By the eighth century when King Alfred was ruling Britain, the history books refer to feast days and special occasions when mead was drunk in celebration. This appears to have been when the word 'honeymoon’ came into the British language. At the time it was customary to celebrate a marriage by drinking copious amounts of mead and eating honey-cake for the period of a moon's waxing and waning - a whole ‘lunar’ month. Mead was the magic intoxicating component. This, they believed, would make the union productive. We can only guess at the appreciation showered on the accomplished mead-maker at the birth of the first-born.

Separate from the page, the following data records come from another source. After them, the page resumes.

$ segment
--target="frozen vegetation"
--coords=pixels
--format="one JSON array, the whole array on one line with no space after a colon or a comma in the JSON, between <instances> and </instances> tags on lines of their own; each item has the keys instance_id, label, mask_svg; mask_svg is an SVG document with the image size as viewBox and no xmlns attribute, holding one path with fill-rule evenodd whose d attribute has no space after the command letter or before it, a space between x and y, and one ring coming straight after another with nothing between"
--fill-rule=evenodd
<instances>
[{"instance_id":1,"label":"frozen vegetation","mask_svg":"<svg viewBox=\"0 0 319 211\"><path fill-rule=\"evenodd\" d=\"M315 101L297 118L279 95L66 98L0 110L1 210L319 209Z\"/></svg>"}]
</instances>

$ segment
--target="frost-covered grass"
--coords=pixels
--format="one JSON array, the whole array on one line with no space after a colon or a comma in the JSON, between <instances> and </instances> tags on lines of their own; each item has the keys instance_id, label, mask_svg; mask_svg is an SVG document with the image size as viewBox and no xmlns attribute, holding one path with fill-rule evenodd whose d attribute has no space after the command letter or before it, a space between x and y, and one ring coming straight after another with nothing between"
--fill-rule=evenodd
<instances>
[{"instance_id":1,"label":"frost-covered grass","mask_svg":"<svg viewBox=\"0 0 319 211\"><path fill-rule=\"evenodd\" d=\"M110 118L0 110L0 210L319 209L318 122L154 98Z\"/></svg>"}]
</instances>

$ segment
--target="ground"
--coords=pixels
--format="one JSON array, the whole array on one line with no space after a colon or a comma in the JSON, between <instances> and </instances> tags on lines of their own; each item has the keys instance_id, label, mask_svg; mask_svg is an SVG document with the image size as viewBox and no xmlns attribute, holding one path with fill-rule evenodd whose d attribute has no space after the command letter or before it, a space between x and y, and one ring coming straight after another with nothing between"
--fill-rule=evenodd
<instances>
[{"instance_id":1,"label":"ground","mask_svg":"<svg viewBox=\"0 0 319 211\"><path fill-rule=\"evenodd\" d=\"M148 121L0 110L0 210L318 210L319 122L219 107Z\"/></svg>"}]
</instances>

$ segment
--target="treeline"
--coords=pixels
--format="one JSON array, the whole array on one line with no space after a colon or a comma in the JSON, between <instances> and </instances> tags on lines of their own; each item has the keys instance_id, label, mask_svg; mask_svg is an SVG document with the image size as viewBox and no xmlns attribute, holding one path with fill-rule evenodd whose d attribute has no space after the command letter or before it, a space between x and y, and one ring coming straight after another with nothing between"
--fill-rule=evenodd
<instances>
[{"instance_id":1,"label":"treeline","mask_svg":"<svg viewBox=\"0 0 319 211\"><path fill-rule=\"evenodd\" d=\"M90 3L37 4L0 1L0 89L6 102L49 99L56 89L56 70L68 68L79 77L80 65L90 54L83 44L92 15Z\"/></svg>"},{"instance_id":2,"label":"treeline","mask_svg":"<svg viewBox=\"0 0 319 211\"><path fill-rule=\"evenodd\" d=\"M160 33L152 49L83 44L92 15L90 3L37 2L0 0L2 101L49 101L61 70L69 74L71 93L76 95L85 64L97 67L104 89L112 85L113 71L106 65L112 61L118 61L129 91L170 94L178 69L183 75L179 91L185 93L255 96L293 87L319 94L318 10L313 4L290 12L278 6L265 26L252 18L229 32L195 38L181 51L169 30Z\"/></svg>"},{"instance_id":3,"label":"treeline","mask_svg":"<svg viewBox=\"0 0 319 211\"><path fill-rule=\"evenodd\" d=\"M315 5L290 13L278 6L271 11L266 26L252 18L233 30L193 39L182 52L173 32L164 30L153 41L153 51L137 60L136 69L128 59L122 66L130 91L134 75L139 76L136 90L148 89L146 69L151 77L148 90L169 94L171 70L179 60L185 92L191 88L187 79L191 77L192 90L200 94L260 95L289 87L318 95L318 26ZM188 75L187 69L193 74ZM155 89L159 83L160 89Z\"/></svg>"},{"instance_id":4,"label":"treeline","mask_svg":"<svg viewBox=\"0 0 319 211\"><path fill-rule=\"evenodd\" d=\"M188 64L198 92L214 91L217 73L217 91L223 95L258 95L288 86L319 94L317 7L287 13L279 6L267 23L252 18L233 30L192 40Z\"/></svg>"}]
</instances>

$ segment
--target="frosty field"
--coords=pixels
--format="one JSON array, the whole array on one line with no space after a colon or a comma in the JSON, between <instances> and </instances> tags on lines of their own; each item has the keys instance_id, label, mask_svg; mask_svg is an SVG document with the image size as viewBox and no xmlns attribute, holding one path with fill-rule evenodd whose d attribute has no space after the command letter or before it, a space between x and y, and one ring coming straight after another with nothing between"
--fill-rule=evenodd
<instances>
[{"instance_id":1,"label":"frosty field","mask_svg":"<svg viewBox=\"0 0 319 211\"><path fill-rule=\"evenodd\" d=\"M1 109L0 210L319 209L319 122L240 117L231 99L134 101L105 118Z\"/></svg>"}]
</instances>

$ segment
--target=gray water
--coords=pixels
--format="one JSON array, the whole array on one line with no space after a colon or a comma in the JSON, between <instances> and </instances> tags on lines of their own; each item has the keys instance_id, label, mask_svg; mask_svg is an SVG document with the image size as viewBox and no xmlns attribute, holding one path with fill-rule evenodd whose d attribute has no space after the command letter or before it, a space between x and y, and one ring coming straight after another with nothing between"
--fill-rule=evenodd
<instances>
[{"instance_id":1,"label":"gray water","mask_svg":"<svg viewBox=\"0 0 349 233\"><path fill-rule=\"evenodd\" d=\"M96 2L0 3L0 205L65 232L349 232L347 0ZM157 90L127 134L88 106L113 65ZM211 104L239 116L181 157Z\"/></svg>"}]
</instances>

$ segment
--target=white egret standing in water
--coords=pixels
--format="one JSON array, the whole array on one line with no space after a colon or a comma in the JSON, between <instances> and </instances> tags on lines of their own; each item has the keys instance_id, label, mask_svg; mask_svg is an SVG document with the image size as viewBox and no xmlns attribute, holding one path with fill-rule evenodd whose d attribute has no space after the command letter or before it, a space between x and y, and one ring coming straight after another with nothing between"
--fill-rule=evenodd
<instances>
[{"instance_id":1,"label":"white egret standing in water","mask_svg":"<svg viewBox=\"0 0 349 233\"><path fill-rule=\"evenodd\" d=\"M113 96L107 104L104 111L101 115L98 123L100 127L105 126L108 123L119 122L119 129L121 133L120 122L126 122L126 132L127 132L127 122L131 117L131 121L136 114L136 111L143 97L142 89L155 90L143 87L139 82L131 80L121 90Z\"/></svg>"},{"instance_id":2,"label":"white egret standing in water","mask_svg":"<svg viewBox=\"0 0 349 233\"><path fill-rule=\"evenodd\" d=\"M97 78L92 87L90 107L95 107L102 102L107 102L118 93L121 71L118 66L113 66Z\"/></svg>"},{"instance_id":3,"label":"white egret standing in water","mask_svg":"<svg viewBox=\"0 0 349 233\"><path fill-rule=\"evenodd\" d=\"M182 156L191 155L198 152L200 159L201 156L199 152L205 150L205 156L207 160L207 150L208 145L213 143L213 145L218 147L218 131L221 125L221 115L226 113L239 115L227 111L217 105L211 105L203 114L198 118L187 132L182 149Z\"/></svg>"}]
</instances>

Between 1000 and 1400 AD we know that great quantities of mead were made in England, particularly by the skilful monks in the abbeys, alongside the usual country wines, ales and cordials

Bee-keeping was part of agricultural life and the production of mead from the hive contents was routine domestic scullery-work. At that time it was the only source of sweetening used by country-folk until the importation of sugar cane, which, initially, was expensive and inaccessible to ordinary classes.

Gin takes over from home winemaking

When imported wines began arriving from the Continent, mead, in common with other domestic beverages, fell out of favour and the art of home winemaking declined. Tea took over as the national English beverage and a little later, cheap gin arrived in abundance from the Low Countries. Around 1750, at the start of the industrial revolution, many farm labourers left the fields to work in urban factories, forsaking their beehives. The ancient skills rapidly declined, along with other rustic crafts.

Just after the First World War, many people began taking an interest in bee-keeping and amateur winemaking; so a renaissance in making mead took place. Many discovered the fascinating alchemy of fermenting honey in different variations, producing Melomel (fruit juice in the fermenting bin); Hyppocras, using grape-juice and Metheglyn, adding spice and herbs, unusual, but delicious concoctions.

Small wonder then, that, as a veteran meadmaker, I regard this particular variety of home brew as the most outstanding of them all.